She looked at us like we were actually supposed to name some places. Then she changed the subject, talking about Jess and Adam in a gossipy way, deciding this was a safe space to let loose her theories about what the bride and groom saw in each other. She didn’t know either of us so this was a risky proposition. She’d dated Adam before he met Jess. Did we know that? We did not. Well, she did. Like right before and kind of during. She never really “got” Jess and, furthermore, did not enjoy how righteous Jess probably felt, agreeing to invite a woman Adam used to sleep with.
“Maybe she just likes you,” Boots offered.
Georgette snorted and went on, undeterred.
“Then where’s my thank-you for training him out of jackhammering her pussy? He used to jam all his fingers up there like it’s ‘To Build a Fire’ and he’s using me for warmth, like he wanted to use my fallopian tubes for mittens. Like there’s a fucking game show buzzer up there. Like you know what I want to know? Who are the bitches before me who just let it happen?”
Boots stared out the window, trying to distance himself from the conversation. It was like someone had skimmed off the most offensive parts of Vadis and dropped them into a whole new person. Vadis liked to shock him for sport, not because she couldn’t help it. But I stayed with Georgette, sensing that if I broke off as well, it would make things worse. Only once was there a natural pause, when the driver announced that we were approaching the goat farm.

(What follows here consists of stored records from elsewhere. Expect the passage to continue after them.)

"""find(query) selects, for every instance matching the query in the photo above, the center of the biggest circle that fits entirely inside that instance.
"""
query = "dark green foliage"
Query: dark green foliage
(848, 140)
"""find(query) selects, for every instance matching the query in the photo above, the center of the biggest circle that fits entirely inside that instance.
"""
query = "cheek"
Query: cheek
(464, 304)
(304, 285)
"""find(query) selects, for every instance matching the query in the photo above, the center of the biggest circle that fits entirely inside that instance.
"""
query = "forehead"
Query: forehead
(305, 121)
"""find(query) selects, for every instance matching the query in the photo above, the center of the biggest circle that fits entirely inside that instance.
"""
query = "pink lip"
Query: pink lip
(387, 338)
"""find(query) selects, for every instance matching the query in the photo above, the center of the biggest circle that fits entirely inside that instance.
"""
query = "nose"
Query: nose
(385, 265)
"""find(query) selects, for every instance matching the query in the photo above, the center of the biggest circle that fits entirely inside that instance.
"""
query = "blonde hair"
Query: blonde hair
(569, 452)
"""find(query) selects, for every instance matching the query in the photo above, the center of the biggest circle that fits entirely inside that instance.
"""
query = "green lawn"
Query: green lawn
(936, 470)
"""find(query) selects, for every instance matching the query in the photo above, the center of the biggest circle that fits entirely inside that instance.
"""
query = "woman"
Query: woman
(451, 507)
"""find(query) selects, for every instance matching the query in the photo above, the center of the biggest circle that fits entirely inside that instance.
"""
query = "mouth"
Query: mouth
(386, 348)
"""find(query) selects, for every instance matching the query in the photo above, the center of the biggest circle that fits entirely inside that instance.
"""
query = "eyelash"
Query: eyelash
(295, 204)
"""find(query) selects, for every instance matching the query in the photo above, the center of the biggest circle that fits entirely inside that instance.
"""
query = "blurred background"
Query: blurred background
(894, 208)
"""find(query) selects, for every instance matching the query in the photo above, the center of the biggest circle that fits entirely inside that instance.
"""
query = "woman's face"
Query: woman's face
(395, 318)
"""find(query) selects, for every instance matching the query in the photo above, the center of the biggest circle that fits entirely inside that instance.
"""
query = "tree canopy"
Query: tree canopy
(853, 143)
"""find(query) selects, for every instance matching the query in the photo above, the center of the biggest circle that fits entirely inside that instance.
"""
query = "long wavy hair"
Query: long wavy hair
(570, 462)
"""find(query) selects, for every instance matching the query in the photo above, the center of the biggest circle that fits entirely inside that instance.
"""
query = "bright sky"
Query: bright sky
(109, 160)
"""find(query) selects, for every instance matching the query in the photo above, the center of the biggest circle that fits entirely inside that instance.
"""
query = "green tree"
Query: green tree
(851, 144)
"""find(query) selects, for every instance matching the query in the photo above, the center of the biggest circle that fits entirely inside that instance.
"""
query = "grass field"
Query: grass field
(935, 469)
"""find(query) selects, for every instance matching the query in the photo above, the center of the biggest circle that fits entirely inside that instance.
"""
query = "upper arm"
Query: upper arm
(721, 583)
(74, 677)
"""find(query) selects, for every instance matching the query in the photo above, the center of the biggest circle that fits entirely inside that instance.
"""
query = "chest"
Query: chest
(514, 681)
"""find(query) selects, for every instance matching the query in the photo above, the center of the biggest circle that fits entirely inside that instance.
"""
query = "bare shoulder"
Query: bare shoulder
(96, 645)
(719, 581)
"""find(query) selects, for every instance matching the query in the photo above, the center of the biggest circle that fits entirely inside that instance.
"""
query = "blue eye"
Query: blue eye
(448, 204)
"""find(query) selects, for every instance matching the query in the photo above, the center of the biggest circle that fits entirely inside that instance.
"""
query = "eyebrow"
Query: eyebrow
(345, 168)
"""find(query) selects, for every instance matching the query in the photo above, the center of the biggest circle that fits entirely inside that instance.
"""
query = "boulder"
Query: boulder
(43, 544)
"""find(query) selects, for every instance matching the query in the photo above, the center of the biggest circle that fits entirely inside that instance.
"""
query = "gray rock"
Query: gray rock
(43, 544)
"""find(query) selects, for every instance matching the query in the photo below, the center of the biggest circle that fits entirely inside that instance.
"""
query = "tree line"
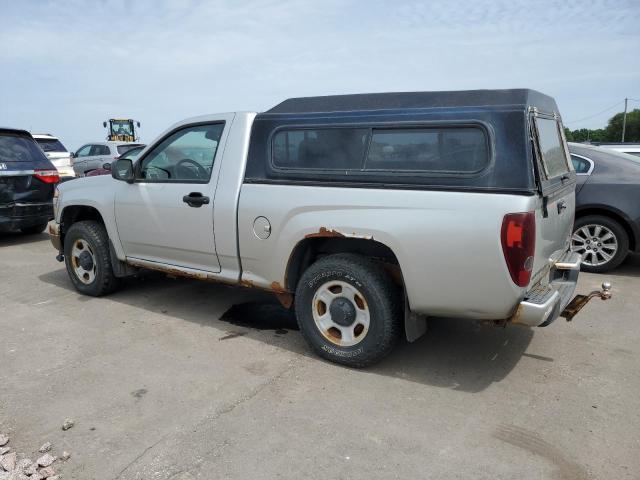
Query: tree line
(612, 132)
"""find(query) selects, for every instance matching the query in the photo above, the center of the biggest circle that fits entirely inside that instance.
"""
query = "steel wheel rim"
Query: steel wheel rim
(340, 335)
(596, 243)
(81, 249)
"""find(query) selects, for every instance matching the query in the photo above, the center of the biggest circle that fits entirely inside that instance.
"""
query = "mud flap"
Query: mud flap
(415, 325)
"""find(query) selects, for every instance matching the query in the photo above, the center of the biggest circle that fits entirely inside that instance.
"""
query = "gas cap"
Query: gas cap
(261, 228)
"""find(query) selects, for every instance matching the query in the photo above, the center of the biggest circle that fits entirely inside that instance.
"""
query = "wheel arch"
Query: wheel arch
(77, 213)
(311, 248)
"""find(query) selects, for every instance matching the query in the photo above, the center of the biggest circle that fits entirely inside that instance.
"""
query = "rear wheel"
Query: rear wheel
(34, 229)
(349, 310)
(87, 258)
(602, 242)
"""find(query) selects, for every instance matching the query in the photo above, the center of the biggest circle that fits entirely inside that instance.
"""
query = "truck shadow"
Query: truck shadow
(456, 354)
(8, 239)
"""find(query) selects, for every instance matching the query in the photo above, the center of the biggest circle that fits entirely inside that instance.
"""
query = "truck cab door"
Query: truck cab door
(166, 215)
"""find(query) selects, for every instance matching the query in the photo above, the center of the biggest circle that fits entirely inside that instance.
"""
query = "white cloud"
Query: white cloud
(69, 64)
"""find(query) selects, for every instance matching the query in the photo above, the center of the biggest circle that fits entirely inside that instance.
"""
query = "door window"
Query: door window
(99, 150)
(187, 155)
(84, 151)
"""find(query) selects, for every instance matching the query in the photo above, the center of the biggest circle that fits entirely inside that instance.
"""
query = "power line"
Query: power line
(599, 113)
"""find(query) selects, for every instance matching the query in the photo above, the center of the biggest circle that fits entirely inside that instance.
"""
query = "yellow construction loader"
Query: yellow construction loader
(121, 130)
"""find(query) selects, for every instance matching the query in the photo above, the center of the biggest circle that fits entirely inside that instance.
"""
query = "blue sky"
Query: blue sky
(67, 65)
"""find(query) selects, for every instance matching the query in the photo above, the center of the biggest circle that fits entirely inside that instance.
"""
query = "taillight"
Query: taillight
(46, 176)
(518, 238)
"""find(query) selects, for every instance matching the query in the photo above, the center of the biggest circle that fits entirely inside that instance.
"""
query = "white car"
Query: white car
(57, 154)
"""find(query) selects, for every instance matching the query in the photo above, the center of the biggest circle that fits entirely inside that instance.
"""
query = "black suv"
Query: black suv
(27, 183)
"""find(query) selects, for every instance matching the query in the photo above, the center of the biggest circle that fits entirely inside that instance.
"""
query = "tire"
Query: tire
(608, 232)
(366, 294)
(94, 277)
(34, 229)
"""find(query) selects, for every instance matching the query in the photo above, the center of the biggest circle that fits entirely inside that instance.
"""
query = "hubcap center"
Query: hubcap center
(342, 311)
(86, 261)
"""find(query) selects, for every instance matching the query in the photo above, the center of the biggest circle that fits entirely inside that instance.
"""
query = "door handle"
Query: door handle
(562, 205)
(195, 199)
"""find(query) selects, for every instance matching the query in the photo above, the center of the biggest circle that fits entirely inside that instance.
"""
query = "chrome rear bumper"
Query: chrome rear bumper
(545, 303)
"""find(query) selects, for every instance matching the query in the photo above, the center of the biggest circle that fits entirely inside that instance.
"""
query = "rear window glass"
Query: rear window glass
(18, 149)
(51, 145)
(551, 147)
(457, 150)
(328, 148)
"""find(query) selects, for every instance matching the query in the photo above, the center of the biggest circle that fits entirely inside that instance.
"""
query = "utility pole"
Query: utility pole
(624, 118)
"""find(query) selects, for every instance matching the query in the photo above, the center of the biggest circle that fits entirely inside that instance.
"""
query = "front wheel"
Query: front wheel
(87, 258)
(349, 310)
(602, 242)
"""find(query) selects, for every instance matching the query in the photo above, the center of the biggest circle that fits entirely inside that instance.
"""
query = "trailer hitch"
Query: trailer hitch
(579, 301)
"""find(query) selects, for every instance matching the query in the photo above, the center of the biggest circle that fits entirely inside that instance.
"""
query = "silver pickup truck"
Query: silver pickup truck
(367, 213)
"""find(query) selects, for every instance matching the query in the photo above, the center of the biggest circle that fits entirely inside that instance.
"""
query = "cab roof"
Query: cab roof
(518, 98)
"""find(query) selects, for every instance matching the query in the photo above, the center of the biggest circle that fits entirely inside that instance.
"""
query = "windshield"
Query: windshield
(122, 149)
(121, 127)
(133, 153)
(18, 149)
(51, 145)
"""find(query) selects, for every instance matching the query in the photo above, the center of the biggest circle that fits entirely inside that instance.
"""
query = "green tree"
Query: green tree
(612, 132)
(632, 131)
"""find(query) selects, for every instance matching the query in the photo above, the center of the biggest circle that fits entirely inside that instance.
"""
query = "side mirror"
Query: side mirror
(123, 170)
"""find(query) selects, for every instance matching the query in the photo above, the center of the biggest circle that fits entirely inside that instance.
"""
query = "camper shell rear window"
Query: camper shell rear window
(423, 150)
(551, 147)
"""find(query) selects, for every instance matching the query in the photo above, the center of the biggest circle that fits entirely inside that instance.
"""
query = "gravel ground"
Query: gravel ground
(162, 384)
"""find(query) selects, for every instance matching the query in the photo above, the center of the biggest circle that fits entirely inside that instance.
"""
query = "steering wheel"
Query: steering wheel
(186, 164)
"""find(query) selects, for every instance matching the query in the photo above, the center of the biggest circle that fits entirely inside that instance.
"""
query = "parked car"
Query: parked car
(27, 182)
(607, 224)
(629, 148)
(367, 212)
(131, 154)
(94, 155)
(57, 154)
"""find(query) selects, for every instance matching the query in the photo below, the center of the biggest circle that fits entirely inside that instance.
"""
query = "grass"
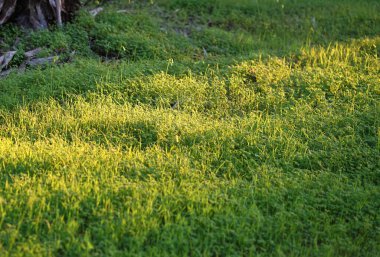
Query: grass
(191, 128)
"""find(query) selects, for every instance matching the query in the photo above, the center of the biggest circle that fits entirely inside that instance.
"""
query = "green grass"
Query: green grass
(195, 128)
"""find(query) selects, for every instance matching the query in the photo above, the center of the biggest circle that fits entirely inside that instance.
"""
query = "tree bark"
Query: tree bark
(37, 13)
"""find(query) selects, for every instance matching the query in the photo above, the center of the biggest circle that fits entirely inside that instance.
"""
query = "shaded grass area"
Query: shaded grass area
(245, 128)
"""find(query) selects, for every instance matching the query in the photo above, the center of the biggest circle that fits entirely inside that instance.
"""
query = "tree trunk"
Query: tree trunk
(37, 13)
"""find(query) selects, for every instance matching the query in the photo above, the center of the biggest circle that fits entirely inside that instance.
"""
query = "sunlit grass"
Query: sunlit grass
(203, 140)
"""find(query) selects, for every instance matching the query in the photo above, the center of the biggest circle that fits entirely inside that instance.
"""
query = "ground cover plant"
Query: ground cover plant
(195, 128)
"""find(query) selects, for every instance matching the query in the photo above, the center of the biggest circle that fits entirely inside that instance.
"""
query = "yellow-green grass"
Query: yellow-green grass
(221, 130)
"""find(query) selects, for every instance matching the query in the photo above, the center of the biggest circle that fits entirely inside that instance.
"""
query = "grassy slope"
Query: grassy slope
(233, 128)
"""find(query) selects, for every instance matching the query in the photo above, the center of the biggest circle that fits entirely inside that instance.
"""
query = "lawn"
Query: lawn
(195, 128)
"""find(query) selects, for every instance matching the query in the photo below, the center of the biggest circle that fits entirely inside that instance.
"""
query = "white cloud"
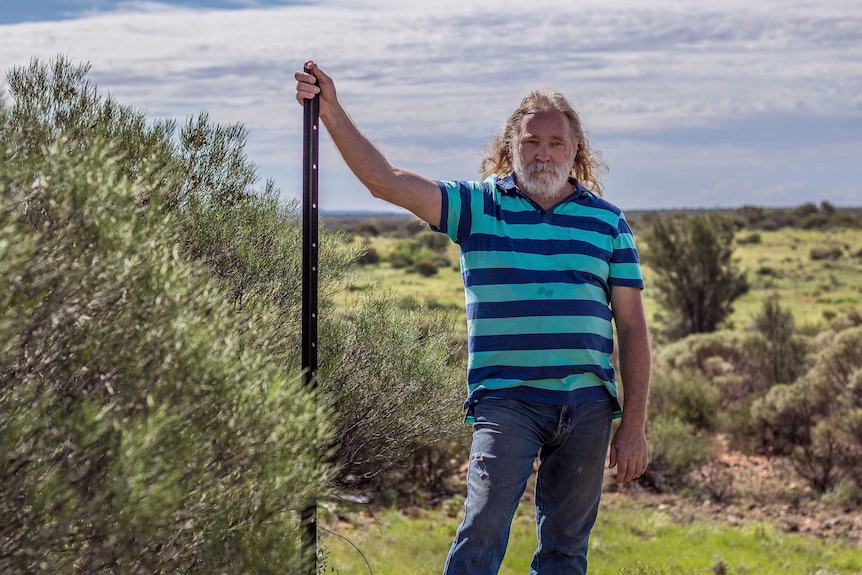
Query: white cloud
(681, 95)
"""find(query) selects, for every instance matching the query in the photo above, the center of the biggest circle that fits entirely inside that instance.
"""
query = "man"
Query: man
(547, 266)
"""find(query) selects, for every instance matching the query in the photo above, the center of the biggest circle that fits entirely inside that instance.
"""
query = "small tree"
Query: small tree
(696, 278)
(152, 412)
(783, 350)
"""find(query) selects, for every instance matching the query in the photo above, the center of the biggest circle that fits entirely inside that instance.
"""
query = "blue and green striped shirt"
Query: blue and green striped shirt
(537, 288)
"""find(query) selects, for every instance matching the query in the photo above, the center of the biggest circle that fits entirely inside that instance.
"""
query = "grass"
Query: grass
(815, 290)
(626, 538)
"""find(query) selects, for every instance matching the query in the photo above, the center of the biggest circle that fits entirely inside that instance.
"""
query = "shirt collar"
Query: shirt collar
(507, 186)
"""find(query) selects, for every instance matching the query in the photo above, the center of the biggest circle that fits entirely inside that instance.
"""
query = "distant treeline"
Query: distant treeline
(806, 216)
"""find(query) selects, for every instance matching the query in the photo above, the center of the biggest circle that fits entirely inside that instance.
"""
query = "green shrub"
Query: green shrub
(368, 256)
(833, 253)
(685, 395)
(675, 449)
(425, 267)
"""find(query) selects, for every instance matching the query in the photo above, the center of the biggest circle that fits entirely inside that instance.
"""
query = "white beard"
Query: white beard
(540, 180)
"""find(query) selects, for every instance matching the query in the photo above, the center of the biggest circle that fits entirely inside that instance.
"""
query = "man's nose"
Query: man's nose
(543, 153)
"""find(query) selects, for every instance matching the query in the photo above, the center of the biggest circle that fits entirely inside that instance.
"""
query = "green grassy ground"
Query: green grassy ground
(815, 290)
(626, 537)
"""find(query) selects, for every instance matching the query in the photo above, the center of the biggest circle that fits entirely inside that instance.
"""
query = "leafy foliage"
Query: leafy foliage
(695, 275)
(153, 417)
(815, 419)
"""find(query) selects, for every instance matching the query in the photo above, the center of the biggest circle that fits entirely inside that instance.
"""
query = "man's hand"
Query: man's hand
(629, 453)
(310, 82)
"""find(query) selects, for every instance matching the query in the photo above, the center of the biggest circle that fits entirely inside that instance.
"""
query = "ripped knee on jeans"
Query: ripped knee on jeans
(479, 463)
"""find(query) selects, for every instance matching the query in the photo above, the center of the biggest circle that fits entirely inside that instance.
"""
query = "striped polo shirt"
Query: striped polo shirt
(537, 287)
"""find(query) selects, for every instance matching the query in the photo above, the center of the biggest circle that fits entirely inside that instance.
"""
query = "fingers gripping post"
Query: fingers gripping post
(310, 148)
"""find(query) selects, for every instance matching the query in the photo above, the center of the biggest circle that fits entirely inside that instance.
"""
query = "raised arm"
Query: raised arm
(400, 187)
(629, 447)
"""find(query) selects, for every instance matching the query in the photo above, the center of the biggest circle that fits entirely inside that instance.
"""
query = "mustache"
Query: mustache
(540, 167)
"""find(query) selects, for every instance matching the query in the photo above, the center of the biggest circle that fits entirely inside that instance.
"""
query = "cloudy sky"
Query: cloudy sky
(693, 103)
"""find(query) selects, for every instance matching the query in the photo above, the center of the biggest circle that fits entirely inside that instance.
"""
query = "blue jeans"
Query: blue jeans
(571, 442)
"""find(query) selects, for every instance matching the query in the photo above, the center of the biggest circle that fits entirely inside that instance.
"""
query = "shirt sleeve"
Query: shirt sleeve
(625, 270)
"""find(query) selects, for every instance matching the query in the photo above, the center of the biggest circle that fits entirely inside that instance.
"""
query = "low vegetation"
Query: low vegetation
(153, 417)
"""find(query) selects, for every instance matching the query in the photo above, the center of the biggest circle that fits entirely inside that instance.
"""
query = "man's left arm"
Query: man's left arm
(628, 452)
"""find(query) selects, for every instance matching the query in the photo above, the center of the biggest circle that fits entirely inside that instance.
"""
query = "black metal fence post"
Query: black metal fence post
(310, 135)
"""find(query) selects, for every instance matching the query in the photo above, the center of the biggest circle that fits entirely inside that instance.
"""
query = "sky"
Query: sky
(692, 103)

We looked out to see clouds rolling over a muted sun. Trees entered the window frame and left just as quickly. On a hill was an oxblood barn and, behind it, the very tip of a tent.
Georgette was seated at our table for the reception. We discovered that we shared a birthday, though she was two years behind me. She was enchanted by the coincidence, but I had just been told to expect them and thus had no reaction. The DJ probably had our birthday too. She confessed that meeting people with her birthday was jarring if they were younger, because she imagined them coming out of their mothers’ vaginas at the same moment she was eating her cake. She tried to will herself to stop imagining it but all she saw was icing and blood.
“Cake, placenta, cake, placenta, cake, placenta.”
I was exempt from this imagery because I was older.
“Though,” she mused, “if you want to imagine me coming out of my mother’s vagina, I can’t stop you.”
“Well, I wouldn’t want to ruin cake for myself.”
“I wouldn’t want to ruin vaginas for myself.”
Her collarbone was a speed bump that moved back and forth when she laughed. I couldn’t stop looking at her, unsure if I was attracted or repelled.
Then she kissed me. Sudden and efficient. An errand. I scanned the crowd for Boots, who had his back turned. I said nothing, mostly because I knew she did it to get a reaction out of me. Clive used to do this with zits or papercuts, less because he cared to show me, more because he was daring me to be scandalized. I wasn’t. Georgette had a similar expression—flirty but smug, like she knew what I was thinking. But what I was thinking was: What if I left Boots for you, Georgette? But then what if it ended and we were stuck in some twisted time loop manned by my former boss? Would I want to be haunted by you then? Would we be with anyone if we knew we could never get rid of each other?
“Go like this,” Georgette said, gesturing for me to wipe lipstick from my face.
I put my fingers to my lips but found myself rubbing instead of wiping.
For the first hour of the reception, Boots talked to everyone but Georgette. He was in his element and this conversational bully was encroaching on his turf. Though he had to touch down at our table eventually and, a few drinks in, he began to find her amusing. He had the tenor of the wedding on his side. It was from this place of confidence that he asked her questions about her life, taking her side against the landlords and collection agencies that oppressed her, nodding at her tales of friends who’d overdosed as if he’d ever known a single person who’d ever overdosed. In return, we let her in on a few prized private jokes. Like how, when we were first dating, we used to play this game called “How Much Would Someone Have to Pay Me to Kill You?” It was more money with each date.
And so the three of us became one. We danced together, moving our bodies far away from one another and meeting in the middle like we were folding a flag. We became keenly aware when one of us was in a porta-potty or trapped with someone dull. We followed one another on social media. Jess’s maid of honor gave a speech about how deserving Jess was of Adam’s love. I stifled my giggles as Georgette mimed Adam’s fingers, scooping the air. I could sense the night’s events unfold before us: Normally, Boots would barely look at another woman—he was puritanical about it, his loyalty wound so tightly around his identity that it choked out every other impulse—but Georgette would be our first threesome. I crossed my legs toward her under the table, bumping my bare calf against the warm silk of her jumpsuit and keeping it there. My abdomen tightened in anticipation of the experience.